Description of Units Observed at Lozier Pond, Hyde Park, New York

Unit 1
Coarse Detrital Peat

  • Dark brown, 2.5Y 3/2
  • Macro-organic material ubiquitous, with wood fragments (>10cm length) common.
  • Top of this unit is missing from all stratigraphy in the pond due to several separate excavations of the site.

Unit 2
Humic carbonate-rich silty clay

  • 2.5Y 4/2
  • Transition-zone between peat above and marl below
  • Shelly material (gastropods, bivalves, ostracodes) grade from degraded and fragile at top of section to well preserved and relatively more abundant at base of section.
  • Conversely, plant macrofossils are ubiquitous at top of section, decreasing but still common at base of section.
  • Unit often appears mottled
  • Contact with the unit above tends to be laterally variable, and is identified by a lighter color from that of Unit 1

Unit 3a
Uniform, Humic Silty Marl

  • Generally olive gray 2.5Y 5/2
  • Shells abundant
  • Silt and sand components are significant.
  • Some mottling seen.
  • Faint, visible laminations are rare, but do occur.
  • Contact with the unit above tends to be laterally variable.

Unit 3b
Banded and Laminated Marl

  • Dark gray 5Y 4/1, with lighter gray laminations similar to the olive gray (2.5Y 5/2) of Unit 3a.
  • Width of laminations fluctuates from 0.1 mm to >1 cm.
  • Shell frequency decreases at base of section.
  • Inter-bedded poorly-sorted sands and gravels throughout, often appearing in discontinuous and sub-horizontal lenses.
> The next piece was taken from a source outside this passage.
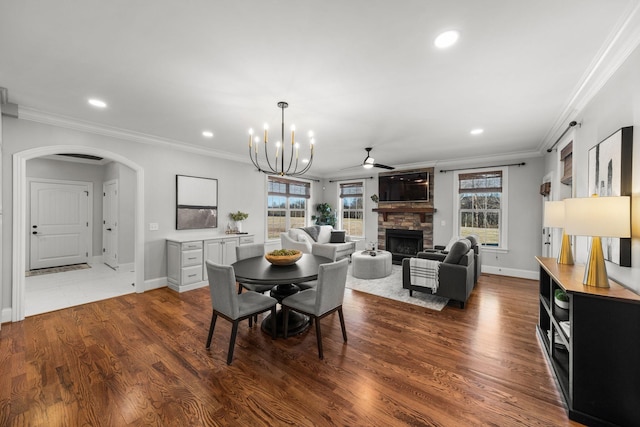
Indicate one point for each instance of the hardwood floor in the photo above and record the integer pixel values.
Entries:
(140, 359)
Lamination are generally sub-horizontal and wavy.
  • Cobbles up to 15cm in diameter sometimes present, occasionally appearing to be suspended in matrix, but often contained within poorly-sorted sand and gravel layers.

Unit 4
Massive Clay

  • Bluish-gray 5B 4/1
  • Organic material and shells absent.
  • Clay sediments generally well-sorted, with occasional thin (~1mm) laminations of poorly sorted, angular to subangular silt and sand. Otherwise, clay appears massive.
  • Occasional isolated subrounded cobbles up to 20cm in diameter occur, suspended in matrix.

Basal Gravel

  • Subrounded and subangular, poorly sorted lithic fragments, up to 15cm in diameter.
  • Thickness of unit is at least 30cm, and is interpreted to be glacially derived and present beneath the entire basin.
  • Described in HPM-2 (pit trench).
  • Encountered but not described in core LP2A and LP3A.